Personal information
- Born: July 15, 1917 Manchester, Georgia, U.S.
- Died: 1995 (aged 77 or 78)
- Height: 5 ft 8 in (1.73 m)
- Weight: 230 lb (104 kg)

Career information
- High school: Freeport (Freeport, Pennsylvania)
- College: Morris Brown
- NFL draft: 1942: undrafted

Career history
- Los Angeles Mustangs (1943); Montreal Alouettes (1946); New York Yankees (1947)*;
- * Offseason and/or practice squad member only

Awards and highlights
- Black college national champion (1940);

= John "Big Train" Moody =

American football player (born 1917)

John Clifford "Big Train" Moody (July 15, 1917 – 1995), also nicknamed Big Six, was an American football fullback. He played college football at Morris Brown College, and professionally for the Los Angeles Mustangs of the Pacific Coast Professional Football League and the Montreal Alouettes of the Interprovincial Rugby Football Union (IRFU). He was inducted into the Black College Football Hall of Fame in 2022.

==Early life==
John Clifford Moody was born on July 15, 1917, in Manchester, Georgia. He moved to Pennsylvania at an early age. He attended Freeport High School in Freeport, Pennsylvania.

==College career==
Moody played for the Morris Brown Wolverines of Morris Brown College from 1939 to 1941 as a fullback and placekicker. He was capable of kicking the ball with either foot. He scored 109 points in 1940, helping the Wolverines win the Black college national championship. His 290 career points set a black college record.

==Professional career==
Moody then served in the United States Army during World War II. On November 15, 1942, he played for the Fort Knox Armoraiders in a charity game against the Pittsburgh Steelers. He rushed for 60 yards as Fort Knox lost 28–0. Moody played for the Los Angeles Mustangs of the Pacific Coast Professional Football League in 1943 and kicked one field goal. On January 1, 1945, in the Spaghetti Bowl in Italy, Moody scored two touchdowns and two extra points to help the Fifth Army beat the Twelfth Air Force by a score of 20–0.

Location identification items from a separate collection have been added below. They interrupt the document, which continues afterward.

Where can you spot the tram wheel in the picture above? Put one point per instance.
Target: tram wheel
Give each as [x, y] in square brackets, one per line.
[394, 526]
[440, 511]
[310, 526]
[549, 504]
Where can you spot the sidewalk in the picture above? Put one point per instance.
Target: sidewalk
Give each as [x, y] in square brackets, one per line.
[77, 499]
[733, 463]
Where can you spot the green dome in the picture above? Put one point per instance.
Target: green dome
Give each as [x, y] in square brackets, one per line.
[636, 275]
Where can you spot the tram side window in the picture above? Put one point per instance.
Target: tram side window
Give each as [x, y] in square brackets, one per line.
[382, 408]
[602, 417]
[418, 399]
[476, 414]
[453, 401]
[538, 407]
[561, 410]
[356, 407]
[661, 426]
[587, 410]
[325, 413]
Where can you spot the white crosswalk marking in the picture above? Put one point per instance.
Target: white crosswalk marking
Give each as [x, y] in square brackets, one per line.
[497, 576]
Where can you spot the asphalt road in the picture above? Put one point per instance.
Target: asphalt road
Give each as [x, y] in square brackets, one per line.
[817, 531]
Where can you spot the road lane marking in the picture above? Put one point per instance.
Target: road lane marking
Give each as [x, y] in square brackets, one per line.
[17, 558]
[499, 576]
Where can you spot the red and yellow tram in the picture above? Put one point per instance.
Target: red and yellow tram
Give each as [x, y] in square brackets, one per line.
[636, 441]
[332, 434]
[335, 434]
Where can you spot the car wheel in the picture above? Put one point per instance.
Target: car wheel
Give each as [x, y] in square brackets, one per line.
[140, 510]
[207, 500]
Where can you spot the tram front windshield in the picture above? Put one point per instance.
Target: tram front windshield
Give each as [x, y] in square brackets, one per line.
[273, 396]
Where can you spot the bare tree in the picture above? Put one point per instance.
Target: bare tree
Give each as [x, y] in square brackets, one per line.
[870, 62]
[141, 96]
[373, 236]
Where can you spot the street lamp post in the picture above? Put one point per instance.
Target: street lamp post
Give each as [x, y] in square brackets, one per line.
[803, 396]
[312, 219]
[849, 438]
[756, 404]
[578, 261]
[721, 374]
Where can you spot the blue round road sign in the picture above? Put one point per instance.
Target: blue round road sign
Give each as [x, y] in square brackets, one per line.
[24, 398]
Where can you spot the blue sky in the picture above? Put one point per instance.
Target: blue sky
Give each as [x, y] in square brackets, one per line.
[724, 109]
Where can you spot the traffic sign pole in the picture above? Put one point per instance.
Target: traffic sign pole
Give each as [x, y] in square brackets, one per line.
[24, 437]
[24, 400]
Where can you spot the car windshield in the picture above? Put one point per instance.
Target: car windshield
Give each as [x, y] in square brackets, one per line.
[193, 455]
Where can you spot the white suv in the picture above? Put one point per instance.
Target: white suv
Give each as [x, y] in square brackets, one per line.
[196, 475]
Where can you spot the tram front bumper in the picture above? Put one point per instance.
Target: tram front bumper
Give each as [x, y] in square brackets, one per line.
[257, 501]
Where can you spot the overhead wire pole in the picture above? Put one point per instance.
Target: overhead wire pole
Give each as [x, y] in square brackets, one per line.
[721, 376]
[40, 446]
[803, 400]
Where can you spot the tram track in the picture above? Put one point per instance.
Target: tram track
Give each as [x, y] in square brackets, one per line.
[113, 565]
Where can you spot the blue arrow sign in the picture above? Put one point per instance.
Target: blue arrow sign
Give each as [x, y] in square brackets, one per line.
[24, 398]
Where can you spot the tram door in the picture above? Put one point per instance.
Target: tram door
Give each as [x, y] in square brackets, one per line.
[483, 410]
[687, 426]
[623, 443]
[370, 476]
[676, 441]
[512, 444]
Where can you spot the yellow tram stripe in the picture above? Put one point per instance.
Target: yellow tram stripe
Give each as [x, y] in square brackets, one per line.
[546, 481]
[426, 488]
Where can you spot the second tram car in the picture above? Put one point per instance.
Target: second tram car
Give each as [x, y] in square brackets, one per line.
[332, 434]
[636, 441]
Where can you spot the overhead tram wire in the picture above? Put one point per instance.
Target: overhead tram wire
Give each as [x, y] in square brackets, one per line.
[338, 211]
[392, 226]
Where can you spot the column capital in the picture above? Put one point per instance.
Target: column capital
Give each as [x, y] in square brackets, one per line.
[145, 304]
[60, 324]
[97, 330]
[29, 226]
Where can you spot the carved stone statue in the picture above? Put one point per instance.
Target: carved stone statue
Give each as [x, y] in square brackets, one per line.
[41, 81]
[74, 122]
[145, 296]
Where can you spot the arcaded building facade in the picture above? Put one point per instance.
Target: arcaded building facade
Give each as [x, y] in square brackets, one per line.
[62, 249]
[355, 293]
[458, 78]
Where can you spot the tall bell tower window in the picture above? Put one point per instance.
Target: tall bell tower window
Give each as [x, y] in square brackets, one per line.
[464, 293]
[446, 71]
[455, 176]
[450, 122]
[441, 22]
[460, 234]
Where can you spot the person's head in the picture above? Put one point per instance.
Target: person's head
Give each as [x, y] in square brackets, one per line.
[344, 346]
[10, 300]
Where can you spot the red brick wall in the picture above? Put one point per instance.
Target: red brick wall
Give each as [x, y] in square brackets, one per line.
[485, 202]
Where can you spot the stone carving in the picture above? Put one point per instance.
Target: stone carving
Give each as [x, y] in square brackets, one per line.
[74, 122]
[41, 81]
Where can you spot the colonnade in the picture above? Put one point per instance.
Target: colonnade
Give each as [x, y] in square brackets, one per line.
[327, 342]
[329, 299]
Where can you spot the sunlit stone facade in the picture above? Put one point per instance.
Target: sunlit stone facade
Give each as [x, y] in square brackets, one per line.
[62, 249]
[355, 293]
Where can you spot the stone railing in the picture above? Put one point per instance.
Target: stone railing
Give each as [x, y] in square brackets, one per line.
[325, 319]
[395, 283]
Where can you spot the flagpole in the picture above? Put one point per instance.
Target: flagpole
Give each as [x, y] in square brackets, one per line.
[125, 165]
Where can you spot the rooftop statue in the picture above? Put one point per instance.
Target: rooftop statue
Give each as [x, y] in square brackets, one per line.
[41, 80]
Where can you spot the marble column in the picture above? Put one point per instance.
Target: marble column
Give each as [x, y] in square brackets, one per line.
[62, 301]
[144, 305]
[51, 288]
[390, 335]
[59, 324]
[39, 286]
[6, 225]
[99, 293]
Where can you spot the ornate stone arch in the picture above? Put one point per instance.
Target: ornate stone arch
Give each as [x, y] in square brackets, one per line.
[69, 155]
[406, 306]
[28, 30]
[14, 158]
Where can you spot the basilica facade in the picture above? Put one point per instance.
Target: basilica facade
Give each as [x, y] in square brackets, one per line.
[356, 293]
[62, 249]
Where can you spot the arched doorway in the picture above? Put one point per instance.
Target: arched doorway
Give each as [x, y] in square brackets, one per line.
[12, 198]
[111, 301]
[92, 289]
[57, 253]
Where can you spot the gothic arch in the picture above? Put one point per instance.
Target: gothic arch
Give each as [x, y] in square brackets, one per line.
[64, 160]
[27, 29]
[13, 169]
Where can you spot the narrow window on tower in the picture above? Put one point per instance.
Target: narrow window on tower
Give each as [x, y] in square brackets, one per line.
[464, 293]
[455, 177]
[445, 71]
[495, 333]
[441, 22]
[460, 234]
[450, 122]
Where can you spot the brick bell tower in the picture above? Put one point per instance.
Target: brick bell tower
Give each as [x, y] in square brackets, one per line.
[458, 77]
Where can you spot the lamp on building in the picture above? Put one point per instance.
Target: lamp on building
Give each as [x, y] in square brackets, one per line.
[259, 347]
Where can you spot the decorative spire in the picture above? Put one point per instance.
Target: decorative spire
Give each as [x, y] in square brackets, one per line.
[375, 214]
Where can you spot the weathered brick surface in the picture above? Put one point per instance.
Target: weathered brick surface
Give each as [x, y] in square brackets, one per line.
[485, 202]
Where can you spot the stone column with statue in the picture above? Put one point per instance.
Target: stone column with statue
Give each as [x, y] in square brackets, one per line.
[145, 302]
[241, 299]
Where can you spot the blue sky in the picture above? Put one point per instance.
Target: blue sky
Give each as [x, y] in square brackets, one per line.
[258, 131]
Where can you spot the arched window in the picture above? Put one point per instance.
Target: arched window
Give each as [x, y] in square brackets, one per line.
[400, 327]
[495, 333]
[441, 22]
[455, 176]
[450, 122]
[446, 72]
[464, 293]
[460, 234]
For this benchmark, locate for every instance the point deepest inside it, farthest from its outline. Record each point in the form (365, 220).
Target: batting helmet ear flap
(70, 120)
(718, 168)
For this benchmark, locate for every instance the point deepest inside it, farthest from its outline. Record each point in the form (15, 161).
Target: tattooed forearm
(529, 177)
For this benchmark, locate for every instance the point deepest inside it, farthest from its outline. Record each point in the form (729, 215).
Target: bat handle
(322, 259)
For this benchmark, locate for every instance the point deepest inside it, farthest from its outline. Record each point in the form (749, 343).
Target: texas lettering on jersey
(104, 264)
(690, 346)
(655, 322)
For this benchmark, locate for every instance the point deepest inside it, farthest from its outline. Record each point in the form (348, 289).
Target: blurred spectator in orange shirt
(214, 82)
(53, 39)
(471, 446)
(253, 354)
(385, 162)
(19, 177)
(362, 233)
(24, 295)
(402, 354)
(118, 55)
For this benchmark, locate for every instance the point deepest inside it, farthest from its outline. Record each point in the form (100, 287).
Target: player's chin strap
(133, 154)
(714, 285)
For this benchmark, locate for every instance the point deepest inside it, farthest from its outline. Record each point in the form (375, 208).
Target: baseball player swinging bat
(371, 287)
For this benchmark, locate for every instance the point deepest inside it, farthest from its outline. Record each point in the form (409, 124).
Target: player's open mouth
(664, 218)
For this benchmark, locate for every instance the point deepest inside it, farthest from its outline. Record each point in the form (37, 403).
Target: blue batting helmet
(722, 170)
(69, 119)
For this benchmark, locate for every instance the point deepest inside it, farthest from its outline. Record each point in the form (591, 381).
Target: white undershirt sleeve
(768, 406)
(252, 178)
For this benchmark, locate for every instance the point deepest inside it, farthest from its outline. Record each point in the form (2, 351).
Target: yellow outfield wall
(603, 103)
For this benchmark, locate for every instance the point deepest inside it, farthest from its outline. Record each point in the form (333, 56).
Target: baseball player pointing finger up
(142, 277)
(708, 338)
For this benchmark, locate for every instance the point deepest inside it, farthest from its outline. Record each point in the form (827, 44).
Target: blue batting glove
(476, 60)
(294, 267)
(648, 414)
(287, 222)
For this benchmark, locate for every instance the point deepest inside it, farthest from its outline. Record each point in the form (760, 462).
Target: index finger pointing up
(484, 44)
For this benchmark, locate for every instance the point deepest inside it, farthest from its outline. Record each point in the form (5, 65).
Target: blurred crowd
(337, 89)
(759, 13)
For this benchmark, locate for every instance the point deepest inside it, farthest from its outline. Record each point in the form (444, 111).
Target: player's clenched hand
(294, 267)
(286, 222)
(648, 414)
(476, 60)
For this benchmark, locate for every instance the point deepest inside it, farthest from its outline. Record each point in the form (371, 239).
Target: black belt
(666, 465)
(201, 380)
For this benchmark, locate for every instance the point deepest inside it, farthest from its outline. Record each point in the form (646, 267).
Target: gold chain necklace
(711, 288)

Moody started all 12 games for the Montreal Alouettes of the Interprovincial Rugby Football Union (IRFU) in 1946, scoring one rushing touchdown, one passing touchdown, one field goal, and four rouges. The Alouettes finished the year with a 7–3–2 record and lost in the IRFU final to the Toronto Argonauts.

In June 1947, it was reported that Moody had signed with the New York Yankees of the All-America Football Conference. He was released in early September 1947 after suffering knee problems.

==Personal life==
Moody died in 1995. He was inducted into the Black College Football Hall of Fame in 2022.